Was this a religious experience? I don’t know. In an April 14, 2014 Time magazine interview with this scientist, defender of the poor, and atheist, she spoke of this fascinating event. And judging from her interest in publishing a book about it, the experience is still important to her.

And here’s one of two things I want to point out: the experience is important to her not in spite of her scientific training (she has a PhD in biology) but because of it. Her account of the experience and why she has refused to dismiss it should be of interest to those in the Courtyard project or anyone concerned with the relationship between religion and science.

Question: “Are you worried that people are going to think you’ve gone off the reservation?”

Answer: “I’m more worried that people will say I’m crazy. But I was educated as a scientist, and one of the things I learned was that you do not discard anomalous results. If you have a result that doesn’t fit your theory, that falls way off the curve in your graph—I’m sorry, you don’t get to erase that. You have to figure out what’s going on. I’m just opening up the conversation. If in the process I completely ruin my reputation as a rational person and end up in a locked ward, that’s the chance I’m taking.”

Notice that the questioner makes the predictable secularist assumption: religion and science are incompatible because religion is irrational. If you think such an experience is important, you must be leaving the rational world of science. But also notice how Ehrenreich refuses that presumptive cliché: the authentic scientist does not discount what is exceptional. Unlikely things do happen, and they fall within post-Newtonian scientific theories, which search for probability and not necessity. The dismissal of such experiences as Ehrenreich’s is not science but ideology. The task is, as she knows, to interpret it, not to prejudge it as impossible or meaningless.

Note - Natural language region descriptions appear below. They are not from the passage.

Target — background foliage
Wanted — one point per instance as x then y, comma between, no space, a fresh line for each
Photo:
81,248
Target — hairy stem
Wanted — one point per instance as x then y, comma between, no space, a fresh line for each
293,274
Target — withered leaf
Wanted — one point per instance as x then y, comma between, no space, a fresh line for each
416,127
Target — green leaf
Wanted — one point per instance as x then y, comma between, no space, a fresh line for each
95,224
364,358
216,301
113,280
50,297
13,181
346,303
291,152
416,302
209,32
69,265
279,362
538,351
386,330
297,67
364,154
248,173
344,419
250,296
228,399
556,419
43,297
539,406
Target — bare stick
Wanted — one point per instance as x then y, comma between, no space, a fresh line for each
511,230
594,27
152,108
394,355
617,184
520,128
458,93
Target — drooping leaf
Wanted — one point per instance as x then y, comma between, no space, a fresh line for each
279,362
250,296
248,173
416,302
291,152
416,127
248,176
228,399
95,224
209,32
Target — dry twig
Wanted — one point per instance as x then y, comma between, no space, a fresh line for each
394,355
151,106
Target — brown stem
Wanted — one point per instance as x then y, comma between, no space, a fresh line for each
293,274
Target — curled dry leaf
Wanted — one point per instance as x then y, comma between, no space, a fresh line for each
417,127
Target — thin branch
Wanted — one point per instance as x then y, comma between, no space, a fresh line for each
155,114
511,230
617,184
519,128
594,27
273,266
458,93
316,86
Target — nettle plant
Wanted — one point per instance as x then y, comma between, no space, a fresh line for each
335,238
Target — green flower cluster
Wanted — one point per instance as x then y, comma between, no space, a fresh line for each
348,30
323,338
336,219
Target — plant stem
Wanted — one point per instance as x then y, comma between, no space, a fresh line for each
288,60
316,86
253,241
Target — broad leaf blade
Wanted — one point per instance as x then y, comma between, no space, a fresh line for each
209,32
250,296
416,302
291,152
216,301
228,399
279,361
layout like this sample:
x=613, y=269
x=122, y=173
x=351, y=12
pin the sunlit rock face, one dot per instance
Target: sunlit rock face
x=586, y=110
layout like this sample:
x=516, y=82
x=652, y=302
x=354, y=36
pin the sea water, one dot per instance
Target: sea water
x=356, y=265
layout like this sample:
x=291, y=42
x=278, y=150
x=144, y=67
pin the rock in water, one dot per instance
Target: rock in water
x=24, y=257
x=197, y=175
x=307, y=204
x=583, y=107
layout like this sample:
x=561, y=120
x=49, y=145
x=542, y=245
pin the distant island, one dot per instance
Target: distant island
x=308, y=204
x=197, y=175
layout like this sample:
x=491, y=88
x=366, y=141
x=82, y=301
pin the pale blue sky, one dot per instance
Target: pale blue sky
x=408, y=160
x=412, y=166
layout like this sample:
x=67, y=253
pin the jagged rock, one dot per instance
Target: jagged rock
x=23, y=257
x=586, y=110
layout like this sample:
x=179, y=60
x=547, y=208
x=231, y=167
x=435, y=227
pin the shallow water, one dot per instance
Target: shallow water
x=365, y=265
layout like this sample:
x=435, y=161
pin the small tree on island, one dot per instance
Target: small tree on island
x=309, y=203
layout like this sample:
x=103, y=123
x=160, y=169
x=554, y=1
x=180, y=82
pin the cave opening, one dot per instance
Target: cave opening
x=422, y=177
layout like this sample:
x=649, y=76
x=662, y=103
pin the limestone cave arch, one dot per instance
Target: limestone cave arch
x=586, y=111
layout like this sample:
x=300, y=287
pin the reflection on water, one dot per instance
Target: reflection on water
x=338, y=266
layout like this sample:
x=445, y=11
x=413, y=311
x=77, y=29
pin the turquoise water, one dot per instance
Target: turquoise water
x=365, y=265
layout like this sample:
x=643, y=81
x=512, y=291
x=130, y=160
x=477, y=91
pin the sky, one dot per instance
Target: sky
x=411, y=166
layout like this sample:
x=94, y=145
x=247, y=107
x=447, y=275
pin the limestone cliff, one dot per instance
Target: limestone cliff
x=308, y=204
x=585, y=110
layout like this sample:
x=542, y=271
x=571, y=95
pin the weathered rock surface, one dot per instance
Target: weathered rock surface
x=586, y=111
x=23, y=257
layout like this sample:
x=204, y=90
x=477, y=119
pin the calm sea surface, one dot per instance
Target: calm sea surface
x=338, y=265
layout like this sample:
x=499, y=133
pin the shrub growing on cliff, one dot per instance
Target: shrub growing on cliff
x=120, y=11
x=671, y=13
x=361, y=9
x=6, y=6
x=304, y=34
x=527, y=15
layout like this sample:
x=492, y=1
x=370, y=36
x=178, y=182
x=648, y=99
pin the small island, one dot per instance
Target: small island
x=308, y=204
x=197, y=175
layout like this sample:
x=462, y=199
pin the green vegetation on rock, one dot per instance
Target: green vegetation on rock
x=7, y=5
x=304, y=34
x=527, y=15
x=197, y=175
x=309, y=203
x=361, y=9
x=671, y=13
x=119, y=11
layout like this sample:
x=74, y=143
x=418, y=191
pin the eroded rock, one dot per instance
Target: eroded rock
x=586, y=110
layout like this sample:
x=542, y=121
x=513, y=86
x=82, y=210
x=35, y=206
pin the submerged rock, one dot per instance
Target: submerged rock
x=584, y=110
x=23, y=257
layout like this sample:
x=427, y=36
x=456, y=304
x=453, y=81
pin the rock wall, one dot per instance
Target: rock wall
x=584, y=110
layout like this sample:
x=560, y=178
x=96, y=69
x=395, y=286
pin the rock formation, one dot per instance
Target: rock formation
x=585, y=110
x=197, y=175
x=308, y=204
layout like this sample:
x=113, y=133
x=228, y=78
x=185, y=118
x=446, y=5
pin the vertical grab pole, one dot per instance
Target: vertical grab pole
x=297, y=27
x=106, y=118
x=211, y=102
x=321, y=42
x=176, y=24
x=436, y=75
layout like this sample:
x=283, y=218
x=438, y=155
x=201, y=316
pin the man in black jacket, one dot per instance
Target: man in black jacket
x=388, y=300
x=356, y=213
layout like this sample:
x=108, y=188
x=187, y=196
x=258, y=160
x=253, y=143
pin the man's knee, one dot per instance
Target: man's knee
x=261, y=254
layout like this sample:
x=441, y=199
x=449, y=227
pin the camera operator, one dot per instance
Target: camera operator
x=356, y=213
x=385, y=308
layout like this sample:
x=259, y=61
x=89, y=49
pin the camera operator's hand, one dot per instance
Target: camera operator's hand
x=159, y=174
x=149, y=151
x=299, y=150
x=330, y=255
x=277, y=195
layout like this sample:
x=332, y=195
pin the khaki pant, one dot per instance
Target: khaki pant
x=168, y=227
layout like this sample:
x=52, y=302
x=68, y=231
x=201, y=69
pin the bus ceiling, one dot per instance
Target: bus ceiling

Here’s the second thing I want to say: in the Christian theology of the Trinity there are two missions. The more familiar mission is the Outer Word, the Logos incarnate, sent by the Father into human history as Jesus of Nazareth. But there is also the pre-verbal, pre-conceptual Inner Word that we call the Holy Spirit, sent into the hearts of all human beings. Tad Dunne has sums up the role of the Spirit this way:

The “Spirit” very seldom is reported in Scripture to deliver a message; rather, it disposes men and women to receive a message. At times this “Spirit” is portrayed as seeking, groaning or wondering. …It seems, then that the mission of God’s “Spirit” is experienced in our inner and immediately-felt wonder, be it the suffering kind that still searches or the enjoyable kind that appreciates the meanings embraced. God is present to us in the unmediated fashion that our own dynamic wonder is.[*]

Thank you, Barbara Ehrenreich, not only for your relentless work in defense of the poor but now, for “opening up the conversation” about your experience. Perhaps your book will give others who feared that they would be branded as unscientific or even crazy the confidence to heed Hamlet’s words:

There are more things in heaven and earth, Horatio, 
Than are dreamt of in our philosophy. 

David Hammond teaches theology and church history for Saint Joseph’s College Online.

[*] Tad Dunne, “Trinity and History” Theological Studies 45 (1984), 147.

 

2 thoughts on “The Courtyard of the Gentiles

  1. David, your blog stimulated and inspired. I found myself writing furiously as thoughts flashed from one connection to another and pushed me forward. Then I emailed an atheist friend with Barbara Ehrenreich’s name and the Time interview. I just know that Dr. Ehrenreich’s experience will give my friend permission to “not discard anomalous results”. Finally, I realized that the sun was rising and I stepped outside to quietly be with the new day. Thank you, David. This was such a gift.